The risks posed by physical activity in IEiM patients vary according to the specific metabolic disorder. For example, prolonged or intense physical exercise is a recognized potential trigger of hyperammonemic crises in patients with urea cycle disorders [6]. By contrast, the practice of sport implies no additional risk in PKU patients provided caloric intake and protein catabolism are monitored [62], even though there is no consensus on recommended protein supplementation for PKU patients practicing sports [63]. Similarly, sports pose no additional risk to patients with classic galactosemia, even though these patients may be less physically active due to motor dysfunction [64,65]. Exercise intolerance is a characteristic feature in muscular GSD [66], caused by an increase in glycogen storage that disrupts contractile function and/or reduced substrate turnover, which inhibits skeletal muscle ATP production [67]. Exercise intolerance is frequent in patients with FAO disorders, as energy homeostasis during fasting or prolonged exercise depends on mitochondrial fatty acid oxidation. Moreover, in individuals with FAO defects physical exercise may be contraindicated or limited due to possible cardiovascular complications caused by the disease.

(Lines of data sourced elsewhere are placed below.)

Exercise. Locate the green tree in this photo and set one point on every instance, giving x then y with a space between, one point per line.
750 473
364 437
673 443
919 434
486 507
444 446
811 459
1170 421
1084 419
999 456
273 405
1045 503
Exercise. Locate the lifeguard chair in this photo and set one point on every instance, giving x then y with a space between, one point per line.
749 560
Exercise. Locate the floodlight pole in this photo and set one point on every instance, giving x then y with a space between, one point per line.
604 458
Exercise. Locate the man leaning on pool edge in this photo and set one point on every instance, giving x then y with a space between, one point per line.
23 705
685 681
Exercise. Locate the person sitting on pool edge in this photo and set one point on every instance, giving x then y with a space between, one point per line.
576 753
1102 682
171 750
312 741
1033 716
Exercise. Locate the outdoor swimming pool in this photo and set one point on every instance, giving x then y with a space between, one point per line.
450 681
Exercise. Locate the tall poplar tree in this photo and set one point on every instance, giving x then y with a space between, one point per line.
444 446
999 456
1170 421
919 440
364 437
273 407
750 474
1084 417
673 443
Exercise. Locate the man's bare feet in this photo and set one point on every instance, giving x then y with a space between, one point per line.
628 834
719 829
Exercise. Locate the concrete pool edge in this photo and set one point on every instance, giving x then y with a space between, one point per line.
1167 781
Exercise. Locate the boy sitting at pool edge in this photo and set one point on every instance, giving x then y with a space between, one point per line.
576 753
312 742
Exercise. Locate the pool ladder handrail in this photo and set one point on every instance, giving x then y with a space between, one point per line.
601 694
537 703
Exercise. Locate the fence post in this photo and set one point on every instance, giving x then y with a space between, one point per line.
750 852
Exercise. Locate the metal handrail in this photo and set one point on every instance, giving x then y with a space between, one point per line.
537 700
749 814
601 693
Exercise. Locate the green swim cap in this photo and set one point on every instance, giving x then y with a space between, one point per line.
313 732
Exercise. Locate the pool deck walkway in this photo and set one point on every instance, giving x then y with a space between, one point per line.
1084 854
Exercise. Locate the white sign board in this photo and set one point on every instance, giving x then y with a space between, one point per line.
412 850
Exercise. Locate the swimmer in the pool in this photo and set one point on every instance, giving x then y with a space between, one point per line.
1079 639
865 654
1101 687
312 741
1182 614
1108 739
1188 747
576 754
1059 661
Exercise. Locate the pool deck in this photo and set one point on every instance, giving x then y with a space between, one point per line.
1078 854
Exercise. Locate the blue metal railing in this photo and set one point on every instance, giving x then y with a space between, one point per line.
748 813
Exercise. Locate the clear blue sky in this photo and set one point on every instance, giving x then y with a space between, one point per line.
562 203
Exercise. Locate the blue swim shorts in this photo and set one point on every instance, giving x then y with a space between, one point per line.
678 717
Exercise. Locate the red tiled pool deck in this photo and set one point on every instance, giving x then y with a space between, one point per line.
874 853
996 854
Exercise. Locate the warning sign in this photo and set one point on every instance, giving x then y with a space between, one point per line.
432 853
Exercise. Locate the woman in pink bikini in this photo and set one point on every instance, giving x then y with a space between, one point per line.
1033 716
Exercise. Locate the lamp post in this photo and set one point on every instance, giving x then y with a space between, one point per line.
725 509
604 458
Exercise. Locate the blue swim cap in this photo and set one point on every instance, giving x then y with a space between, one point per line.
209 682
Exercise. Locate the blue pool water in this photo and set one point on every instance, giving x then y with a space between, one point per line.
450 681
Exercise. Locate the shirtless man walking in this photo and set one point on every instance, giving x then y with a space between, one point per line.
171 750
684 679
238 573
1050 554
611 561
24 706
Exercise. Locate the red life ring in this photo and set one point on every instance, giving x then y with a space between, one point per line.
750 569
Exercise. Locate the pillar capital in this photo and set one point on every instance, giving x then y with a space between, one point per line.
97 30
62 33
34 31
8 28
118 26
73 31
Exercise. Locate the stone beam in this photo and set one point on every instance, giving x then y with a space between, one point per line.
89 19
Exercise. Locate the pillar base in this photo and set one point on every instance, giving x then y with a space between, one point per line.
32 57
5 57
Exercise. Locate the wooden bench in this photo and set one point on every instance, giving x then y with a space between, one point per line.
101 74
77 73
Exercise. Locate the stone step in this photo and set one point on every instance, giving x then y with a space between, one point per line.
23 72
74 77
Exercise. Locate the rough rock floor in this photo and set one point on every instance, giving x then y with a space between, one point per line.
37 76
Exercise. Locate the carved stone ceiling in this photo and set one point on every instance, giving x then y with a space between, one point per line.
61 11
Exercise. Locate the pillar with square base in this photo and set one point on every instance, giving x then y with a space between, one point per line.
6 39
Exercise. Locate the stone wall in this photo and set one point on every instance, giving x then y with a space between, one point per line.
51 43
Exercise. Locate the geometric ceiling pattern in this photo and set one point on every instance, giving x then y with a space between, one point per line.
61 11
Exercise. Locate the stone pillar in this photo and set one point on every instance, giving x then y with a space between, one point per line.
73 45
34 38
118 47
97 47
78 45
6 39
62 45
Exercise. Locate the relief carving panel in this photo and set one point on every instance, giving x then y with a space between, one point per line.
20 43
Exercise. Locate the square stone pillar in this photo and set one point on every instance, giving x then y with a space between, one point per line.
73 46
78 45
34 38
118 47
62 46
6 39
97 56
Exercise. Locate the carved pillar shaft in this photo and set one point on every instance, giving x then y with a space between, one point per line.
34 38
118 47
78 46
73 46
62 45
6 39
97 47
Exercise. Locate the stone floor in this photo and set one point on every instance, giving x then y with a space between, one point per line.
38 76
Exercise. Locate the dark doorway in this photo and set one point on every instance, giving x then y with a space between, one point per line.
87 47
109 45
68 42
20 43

4.4. Dietary Intake in IEiM Patients

The diet and type of energy consumed differed between patients and controls. The daily intake of total protein, natural protein, and energy from protein was significantly lower while that of carbohydrates was significantly higher in IEiM patients than controls. A cardinal principle in the dietary management of children of AA and FAOD is to prevent lapse into a catabolic state by maintaining an aggressive nutrition regimen that promotes a positive nitrogen balance and decreases the risk of metabolic decompensation and accumulation of toxic metabolites [68]. As expected, given the dietary recommendations in AA, the intake of total protein and natural protein was lowest in AA patients. Our data support a significant positive relationship between protein intake and muscle mass, and between total protein intake and total body BMD. However, bone health depends not only on quantitative protein intake [69] but also on protein structure quality [70]. We found that natural protein intake was positively and significantly correlated with BMD measured in the femur (r = 0.208, p = 0.003), trochanter (r = 0.264, p = 0.000), and Ward’s triangle (r = 0.287, p = 0.001). Another notable finding is the significantly higher intake of CH vs. fat in AA patients (237.63 ± 127.95 and 47.67 ± 18.11 g, respectively), with the potential associated risk of carbohydrate intolerance and insulin resistance, as documented in PKU patients [41].

In our study population, we observed no correlation between bone mineral density and either calcium or vitamin D intake, and the intake of minerals such as calcium, potassium, phosphorous, iron, and zinc was normal.

A limitation of our study is the absence of patients with long-chain beta-oxidation disorders, inclusion of whom would have complemented the specific analysis of physical activity. Strengths of this study include its comprehensive and novel analysis of body composition in a large and representative sample of IEiM, providing relevant aspects for the management of these patients.

5. Conclusions

Patients with IEiM are at risk of impairment of physical development and bone health status caused by the restrictive dietary regimes required to manage these conditions. Compared with matched healthy controls, IEiM patients in our study had a significantly lower height (particularly those with CHD), a higher FM (kg), and a markedly lower BMD. In AA patients, we observed significant decreases in height, BMI, WC, and biceps z-scores. Interestingly, the level of physical activity was lower in IEiM patients. Moderate-to-vigorous physical activity was positively correlated with bone mineral density and muscle mass, suggesting that regular physical activity may play a key role in optimizing body composition in IEiM patients.